Lifting my hips from the desk, I cut him off midsentence and say, “Just fuck me.”
I don’t want to hear about how this isn’t something he usually does, especially when he has condoms in his office drawer. Hiring pussy is never something any of them usually do. Their flimsy grasp at innocence does nothing for me. It doesn’t make me feel better or worse because I usually don’t feel anything.
Determination eases the tension furrowing his eyebrows, ending any second thoughts he has about fucking an escort. Society doesn’t understand why people like Talent pay for sex. Society fails to understand that complication and status go hand-in-hand, and after a while, questioning the authenticity and motives of everyone in his life is a drag.
Paying for my company ditches the drama and cuts straight to the good parts with no strings attached.
Prostitution is the world’s oldest occupation for a reason.
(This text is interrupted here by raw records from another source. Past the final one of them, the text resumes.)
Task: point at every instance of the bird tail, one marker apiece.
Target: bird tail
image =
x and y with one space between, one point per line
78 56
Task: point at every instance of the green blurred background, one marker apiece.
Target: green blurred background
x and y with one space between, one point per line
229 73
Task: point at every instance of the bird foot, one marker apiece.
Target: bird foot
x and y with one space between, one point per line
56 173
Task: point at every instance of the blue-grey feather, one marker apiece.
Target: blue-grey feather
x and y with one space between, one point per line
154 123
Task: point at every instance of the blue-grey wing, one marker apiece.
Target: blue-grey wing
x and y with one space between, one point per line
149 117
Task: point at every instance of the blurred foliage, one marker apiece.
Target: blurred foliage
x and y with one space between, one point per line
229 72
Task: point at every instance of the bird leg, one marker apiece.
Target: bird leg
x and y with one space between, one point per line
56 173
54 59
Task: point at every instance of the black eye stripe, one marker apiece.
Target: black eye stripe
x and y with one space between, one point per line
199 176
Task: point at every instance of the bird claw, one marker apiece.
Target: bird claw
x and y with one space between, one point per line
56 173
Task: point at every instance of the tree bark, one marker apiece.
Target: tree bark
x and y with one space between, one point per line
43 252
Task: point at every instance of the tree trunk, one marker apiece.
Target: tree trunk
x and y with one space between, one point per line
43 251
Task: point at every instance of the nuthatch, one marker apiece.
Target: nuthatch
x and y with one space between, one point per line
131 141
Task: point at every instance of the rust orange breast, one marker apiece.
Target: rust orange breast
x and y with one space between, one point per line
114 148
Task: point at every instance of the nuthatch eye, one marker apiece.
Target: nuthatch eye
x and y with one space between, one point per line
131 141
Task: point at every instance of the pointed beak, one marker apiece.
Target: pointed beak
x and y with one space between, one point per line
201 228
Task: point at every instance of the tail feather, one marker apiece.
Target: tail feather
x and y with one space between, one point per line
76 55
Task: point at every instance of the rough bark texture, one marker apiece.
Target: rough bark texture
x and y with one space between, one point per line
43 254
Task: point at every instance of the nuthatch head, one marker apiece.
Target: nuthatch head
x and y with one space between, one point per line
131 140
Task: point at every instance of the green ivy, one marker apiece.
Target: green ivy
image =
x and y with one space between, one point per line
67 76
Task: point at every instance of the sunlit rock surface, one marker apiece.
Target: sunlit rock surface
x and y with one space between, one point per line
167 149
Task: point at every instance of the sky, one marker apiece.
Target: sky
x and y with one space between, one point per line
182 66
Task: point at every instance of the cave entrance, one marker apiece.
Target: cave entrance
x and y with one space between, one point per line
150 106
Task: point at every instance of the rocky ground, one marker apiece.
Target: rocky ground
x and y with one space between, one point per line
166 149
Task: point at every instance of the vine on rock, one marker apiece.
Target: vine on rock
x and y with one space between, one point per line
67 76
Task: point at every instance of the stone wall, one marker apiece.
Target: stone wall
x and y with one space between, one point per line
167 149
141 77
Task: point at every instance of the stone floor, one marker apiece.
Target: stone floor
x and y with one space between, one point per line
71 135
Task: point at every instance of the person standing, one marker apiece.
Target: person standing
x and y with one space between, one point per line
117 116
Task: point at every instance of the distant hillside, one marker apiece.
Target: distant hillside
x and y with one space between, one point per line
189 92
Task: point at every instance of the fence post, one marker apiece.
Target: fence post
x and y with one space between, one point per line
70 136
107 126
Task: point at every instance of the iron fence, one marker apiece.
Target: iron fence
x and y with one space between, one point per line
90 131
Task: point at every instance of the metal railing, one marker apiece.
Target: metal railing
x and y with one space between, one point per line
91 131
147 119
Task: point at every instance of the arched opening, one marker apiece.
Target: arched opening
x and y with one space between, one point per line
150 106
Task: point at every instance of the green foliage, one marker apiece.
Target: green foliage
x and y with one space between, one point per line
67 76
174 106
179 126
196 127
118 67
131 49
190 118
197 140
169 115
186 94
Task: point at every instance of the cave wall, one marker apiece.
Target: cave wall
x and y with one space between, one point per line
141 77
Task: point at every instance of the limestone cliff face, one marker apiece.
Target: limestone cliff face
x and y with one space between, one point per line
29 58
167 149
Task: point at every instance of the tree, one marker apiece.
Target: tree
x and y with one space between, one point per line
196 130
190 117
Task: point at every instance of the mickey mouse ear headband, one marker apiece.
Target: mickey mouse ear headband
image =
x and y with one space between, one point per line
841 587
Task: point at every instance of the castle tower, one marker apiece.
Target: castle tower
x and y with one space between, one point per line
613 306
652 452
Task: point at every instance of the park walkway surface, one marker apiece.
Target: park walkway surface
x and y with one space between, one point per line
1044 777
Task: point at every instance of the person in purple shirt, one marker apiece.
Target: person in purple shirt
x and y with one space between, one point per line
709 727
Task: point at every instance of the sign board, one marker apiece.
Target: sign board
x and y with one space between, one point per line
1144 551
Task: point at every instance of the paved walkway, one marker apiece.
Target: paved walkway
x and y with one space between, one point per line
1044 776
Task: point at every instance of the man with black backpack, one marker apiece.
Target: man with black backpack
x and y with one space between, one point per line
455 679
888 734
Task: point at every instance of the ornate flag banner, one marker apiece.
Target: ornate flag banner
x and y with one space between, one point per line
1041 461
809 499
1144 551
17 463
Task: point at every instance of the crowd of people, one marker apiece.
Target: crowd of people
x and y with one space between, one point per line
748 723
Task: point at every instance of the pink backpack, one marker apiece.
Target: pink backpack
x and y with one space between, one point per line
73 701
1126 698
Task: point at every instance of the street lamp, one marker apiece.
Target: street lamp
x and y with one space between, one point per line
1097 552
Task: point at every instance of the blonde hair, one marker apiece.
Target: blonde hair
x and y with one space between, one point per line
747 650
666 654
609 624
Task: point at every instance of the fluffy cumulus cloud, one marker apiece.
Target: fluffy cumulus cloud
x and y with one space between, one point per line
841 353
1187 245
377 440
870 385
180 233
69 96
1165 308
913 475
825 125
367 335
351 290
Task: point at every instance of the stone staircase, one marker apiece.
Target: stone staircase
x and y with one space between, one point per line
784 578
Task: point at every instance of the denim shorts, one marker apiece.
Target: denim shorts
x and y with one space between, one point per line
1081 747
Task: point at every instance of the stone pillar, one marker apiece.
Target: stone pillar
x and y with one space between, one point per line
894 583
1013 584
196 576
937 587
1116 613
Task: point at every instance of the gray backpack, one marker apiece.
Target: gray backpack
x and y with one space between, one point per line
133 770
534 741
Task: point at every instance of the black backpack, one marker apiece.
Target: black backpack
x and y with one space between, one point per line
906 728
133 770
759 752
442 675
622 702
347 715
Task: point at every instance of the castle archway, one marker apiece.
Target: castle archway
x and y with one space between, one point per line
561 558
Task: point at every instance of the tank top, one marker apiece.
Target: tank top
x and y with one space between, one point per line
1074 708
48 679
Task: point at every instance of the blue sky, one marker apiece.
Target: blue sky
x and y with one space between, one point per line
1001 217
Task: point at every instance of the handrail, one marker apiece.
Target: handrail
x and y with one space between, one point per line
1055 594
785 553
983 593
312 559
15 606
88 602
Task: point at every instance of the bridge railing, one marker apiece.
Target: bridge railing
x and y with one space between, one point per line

I’m sprawled for this man—at his mercy. I tighten my hold and cross my ankles around the back of his legs, pulling him closer, opening me wider. His cock brushes against the inside of my thigh, and I cry out, igniting a frenzy in Talent. He doesn’t bother untying my panties. Neither one of us has patience for the mere seconds it would take for that.
He pulls them to the side and pushes himself into me in one long, hard thrust.
There’s no air.
My head tilts back. My back curves from the desk. I part my lips to gasp, but the oxygen has been sucked from the room.
Tingles ripple through my body, a feeling so extraordinary, I’m weightless.
None of this is practiced, routine … part of the job. There’s no script on my tongue. Nothing my body does is in hope to make him come faster, to get this over with. The goose bumps on my arms are real. The moan that finally touches my lips is involuntary and the only thing I can do to keep from exploding.
Talent grips the desk above my head, right beside my hands, and uses it as leverage as he pulls out and drives back inside of me. I let go, circling my arms around his neck and hold on. Solid wood shudders beneath us, more paper falls to the floor, and the phone takes a dive.